Drinking alcohol can increase certain side effects of fluoxetine.
Avoid driving or hazardous activity until you know how this medicine will affect you. Your reactions could be impaired.
What other drugs will affect fluoxetine?
Fluoxetine can cause a serious heart problem. Your risk may be higher if you also use certain other medicines for infections, asthma, heart problems, high blood pressure, depression, mental illness, cancer, malaria, or HIV.
Using fluoxetine with other drugs that make you drowsy can worsen this effect.
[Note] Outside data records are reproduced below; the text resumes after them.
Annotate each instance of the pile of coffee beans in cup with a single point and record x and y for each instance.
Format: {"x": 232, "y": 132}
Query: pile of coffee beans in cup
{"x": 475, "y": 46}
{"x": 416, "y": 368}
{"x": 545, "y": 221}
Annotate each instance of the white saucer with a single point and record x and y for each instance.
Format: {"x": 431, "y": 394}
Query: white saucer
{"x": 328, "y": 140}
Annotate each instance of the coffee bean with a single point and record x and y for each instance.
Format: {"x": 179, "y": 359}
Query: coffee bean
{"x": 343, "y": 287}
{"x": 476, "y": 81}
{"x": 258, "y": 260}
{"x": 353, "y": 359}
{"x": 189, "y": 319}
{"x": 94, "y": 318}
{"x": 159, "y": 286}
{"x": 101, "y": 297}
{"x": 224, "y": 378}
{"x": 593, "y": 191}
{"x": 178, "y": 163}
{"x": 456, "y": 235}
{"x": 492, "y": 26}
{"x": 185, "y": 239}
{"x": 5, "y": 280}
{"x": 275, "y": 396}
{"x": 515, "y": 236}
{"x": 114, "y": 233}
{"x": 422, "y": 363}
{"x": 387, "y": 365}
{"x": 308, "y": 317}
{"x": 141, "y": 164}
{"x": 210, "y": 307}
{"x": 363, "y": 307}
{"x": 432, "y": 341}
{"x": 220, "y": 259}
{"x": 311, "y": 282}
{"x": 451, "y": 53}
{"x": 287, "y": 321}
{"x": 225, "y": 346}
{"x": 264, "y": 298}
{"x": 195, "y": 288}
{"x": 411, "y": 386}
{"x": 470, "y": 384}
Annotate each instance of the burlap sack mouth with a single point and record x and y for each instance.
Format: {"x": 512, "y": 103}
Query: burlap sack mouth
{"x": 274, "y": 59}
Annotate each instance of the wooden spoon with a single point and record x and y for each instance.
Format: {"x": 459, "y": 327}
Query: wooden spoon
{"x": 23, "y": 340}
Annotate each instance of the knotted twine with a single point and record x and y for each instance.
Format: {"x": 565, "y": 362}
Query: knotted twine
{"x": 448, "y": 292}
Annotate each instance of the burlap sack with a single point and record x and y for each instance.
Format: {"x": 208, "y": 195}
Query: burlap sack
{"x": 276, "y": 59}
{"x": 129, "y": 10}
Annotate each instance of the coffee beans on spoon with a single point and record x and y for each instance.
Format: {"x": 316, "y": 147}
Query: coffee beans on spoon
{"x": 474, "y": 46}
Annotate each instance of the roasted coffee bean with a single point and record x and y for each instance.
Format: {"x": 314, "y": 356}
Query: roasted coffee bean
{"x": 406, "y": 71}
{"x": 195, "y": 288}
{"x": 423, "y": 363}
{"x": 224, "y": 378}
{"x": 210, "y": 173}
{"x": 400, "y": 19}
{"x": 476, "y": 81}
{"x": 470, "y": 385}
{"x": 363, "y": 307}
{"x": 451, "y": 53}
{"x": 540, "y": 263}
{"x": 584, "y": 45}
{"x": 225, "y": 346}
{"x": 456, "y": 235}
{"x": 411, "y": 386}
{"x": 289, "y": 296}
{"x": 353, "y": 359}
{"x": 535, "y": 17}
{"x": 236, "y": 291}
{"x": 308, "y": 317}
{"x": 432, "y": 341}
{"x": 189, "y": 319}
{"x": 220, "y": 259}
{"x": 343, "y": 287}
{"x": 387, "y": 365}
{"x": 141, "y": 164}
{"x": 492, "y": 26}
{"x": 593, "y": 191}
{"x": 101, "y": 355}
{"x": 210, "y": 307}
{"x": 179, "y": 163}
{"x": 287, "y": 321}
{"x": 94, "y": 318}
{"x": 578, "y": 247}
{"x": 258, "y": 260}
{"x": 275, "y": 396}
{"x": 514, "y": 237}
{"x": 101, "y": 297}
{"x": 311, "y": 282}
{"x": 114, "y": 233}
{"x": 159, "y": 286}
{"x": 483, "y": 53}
Ask your doctor before using opioid medication, a sleeping pill, a muscle relaxer, or medicine for anxiety or seizures.
Ask your doctor before taking a nonsteroidal anti-inflammatory drug (NSAID) such as aspirin, ibuprofen (Advil, Motrin), naproxen (Aleve), celecoxib (Celebrex), diclofenac, indomethacin, meloxicam, and others. Using an NSAID with fluoxetine may cause you to bruise or bleed easily.
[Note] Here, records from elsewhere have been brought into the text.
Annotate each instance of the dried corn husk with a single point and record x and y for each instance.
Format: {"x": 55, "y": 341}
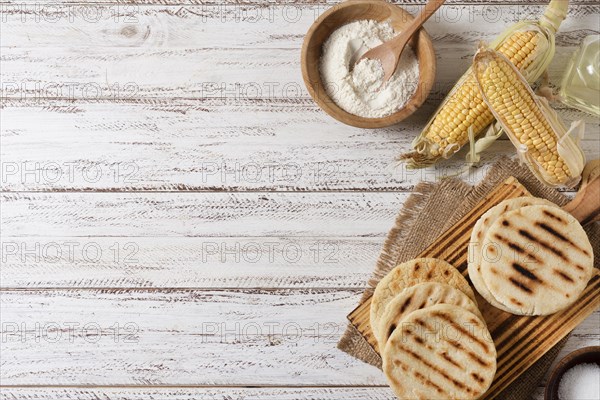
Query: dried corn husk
{"x": 542, "y": 140}
{"x": 531, "y": 46}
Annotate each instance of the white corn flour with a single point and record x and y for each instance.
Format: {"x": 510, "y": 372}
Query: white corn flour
{"x": 360, "y": 92}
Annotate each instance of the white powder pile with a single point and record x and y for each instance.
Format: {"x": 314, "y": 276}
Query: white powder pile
{"x": 582, "y": 382}
{"x": 361, "y": 91}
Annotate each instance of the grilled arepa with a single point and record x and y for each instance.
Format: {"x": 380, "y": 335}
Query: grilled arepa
{"x": 476, "y": 249}
{"x": 440, "y": 352}
{"x": 539, "y": 260}
{"x": 409, "y": 274}
{"x": 418, "y": 297}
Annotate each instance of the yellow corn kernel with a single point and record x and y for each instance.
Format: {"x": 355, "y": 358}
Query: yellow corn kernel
{"x": 538, "y": 133}
{"x": 465, "y": 107}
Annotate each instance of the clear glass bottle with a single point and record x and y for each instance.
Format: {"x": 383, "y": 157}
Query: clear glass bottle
{"x": 580, "y": 87}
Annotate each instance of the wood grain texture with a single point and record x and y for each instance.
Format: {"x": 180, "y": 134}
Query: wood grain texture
{"x": 199, "y": 214}
{"x": 158, "y": 145}
{"x": 165, "y": 337}
{"x": 327, "y": 3}
{"x": 129, "y": 88}
{"x": 176, "y": 262}
{"x": 182, "y": 393}
{"x": 178, "y": 337}
{"x": 520, "y": 341}
{"x": 172, "y": 52}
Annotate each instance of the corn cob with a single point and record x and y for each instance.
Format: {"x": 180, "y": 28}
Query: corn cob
{"x": 541, "y": 138}
{"x": 529, "y": 45}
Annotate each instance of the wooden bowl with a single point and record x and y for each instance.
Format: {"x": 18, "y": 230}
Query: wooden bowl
{"x": 343, "y": 14}
{"x": 587, "y": 355}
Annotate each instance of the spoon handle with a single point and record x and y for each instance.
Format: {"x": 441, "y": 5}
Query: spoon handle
{"x": 430, "y": 8}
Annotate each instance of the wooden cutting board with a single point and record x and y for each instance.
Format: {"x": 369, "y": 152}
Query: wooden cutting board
{"x": 520, "y": 341}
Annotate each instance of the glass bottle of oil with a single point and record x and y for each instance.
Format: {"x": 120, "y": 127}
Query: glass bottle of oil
{"x": 580, "y": 87}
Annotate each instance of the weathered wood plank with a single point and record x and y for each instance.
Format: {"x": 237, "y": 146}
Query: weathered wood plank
{"x": 257, "y": 26}
{"x": 176, "y": 337}
{"x": 166, "y": 337}
{"x": 188, "y": 145}
{"x": 279, "y": 2}
{"x": 201, "y": 262}
{"x": 325, "y": 393}
{"x": 195, "y": 73}
{"x": 199, "y": 214}
{"x": 189, "y": 52}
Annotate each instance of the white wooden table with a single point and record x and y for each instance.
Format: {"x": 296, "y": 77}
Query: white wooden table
{"x": 179, "y": 220}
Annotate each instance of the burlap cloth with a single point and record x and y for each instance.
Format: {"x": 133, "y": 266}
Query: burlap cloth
{"x": 429, "y": 211}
Tell your doctor about all your current medicines. Many drugs can affect fluoxetine, especially:
- any other antidepressant;
- St. John's Wort;
- tryptophan (sometimes called L-tryptophan);
- a blood thinner--warfarin, Coumadin, Jantoven;
- medicine to treat anxiety, mood disorders, thought disorders, or mental illness--amitriptyline, buspirone, desipramine, lithium, nortriptyline, and many others;
- medicine to treat ADHD or narcolepsy--Adderall, Concerta, Ritalin, Vyvanse, Zenzedi, and others;
- migraine headache medicine--rizatriptan, sumatriptan, zolmitriptan, and others; or
- narcotic pain medicine--fentanyl, tramadol.
This list is not complete and many other drugs may affect fluoxetine. This includes prescription and over-the-counter medicines, vitamins, and herbal products. Not all possible drug interactions are listed here.
Where can I get more information?
Your pharmacist can provide more information about fluoxetine.